Intisari-Online.com -Presiden Joko Widodo mengatakan, banyak negara maju yang 'kelojotan' setelah Indonesia menyetop ekspor bahan mentah nikel.
Bahkan, karena kebijakan penyetopan ekspor ini, RI digugat oleh Uni Eropa ke Organisasi Perdagangan Dunia (WTO).
Namun demikian, Jokowi mengaku tak mempersoalkan gugatan itu.
"Musuhnya memang negara-negara maju yang biasa barang itu kita kirim ke sana, ngamuk semuanya, ngamuk semuanya," kata Jokowi di acara puncak HUT ke-7 Partai Solidaritas Indonesia (PSI), Rabu (22/12/2021).
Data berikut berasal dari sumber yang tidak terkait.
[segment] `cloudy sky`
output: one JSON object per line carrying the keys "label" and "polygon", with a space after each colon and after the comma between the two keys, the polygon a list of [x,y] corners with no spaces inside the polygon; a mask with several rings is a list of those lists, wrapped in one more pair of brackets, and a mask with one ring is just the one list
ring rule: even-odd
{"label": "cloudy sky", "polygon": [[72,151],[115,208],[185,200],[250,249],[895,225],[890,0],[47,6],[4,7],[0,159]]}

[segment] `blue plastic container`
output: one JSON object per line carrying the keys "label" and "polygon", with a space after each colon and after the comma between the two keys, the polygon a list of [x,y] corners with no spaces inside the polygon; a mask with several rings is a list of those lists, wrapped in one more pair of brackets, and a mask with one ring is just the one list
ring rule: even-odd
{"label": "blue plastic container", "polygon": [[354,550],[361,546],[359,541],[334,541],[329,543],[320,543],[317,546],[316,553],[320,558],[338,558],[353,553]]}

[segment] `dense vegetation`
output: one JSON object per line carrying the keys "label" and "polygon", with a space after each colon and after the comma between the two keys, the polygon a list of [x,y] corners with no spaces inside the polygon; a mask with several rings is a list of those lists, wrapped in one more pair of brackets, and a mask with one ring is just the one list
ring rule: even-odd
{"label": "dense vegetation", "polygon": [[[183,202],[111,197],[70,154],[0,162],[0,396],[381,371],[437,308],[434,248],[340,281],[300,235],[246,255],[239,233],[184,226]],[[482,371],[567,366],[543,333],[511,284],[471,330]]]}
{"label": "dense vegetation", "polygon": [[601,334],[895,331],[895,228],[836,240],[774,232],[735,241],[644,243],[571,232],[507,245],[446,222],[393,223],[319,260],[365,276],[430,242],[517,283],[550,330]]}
"Kita nikel kita sudah dibawa ke WTO. Dah, nggak apa-apa, ya kita hadapi," kata dia sebgaimana dilansir Kompas.com.
Bahkan,tahukah Anda, jika sebenarnya di masa mendatang, keberhasilan CEO Tesla, Elon Musk menjadi miliarder dunia akan sangat tergantung pada Indonesia.
Tanpanikel dari Indonesia, bisa dipastikan Elon Musk akan kesulitan mempertahankan posisinya kini.
Bahkan bisa jadi, jika Indonesia mengalihkannya kepada pihak lain, pihak tersebutlah yang akan berada di pucuk tertinggi miliader hijau terkaya di dunia.
Elon Musk sendiri sepertinya tidak mau sedikitpun menutupi potensi ketergantungannya kelak pada Indonesia.
Lihat saja bagaimana sang CEO tidak ragu-ragu bahkan sangat menyambut baik tawaran investasi yang diajukan oleh Presiden Joko Widodo.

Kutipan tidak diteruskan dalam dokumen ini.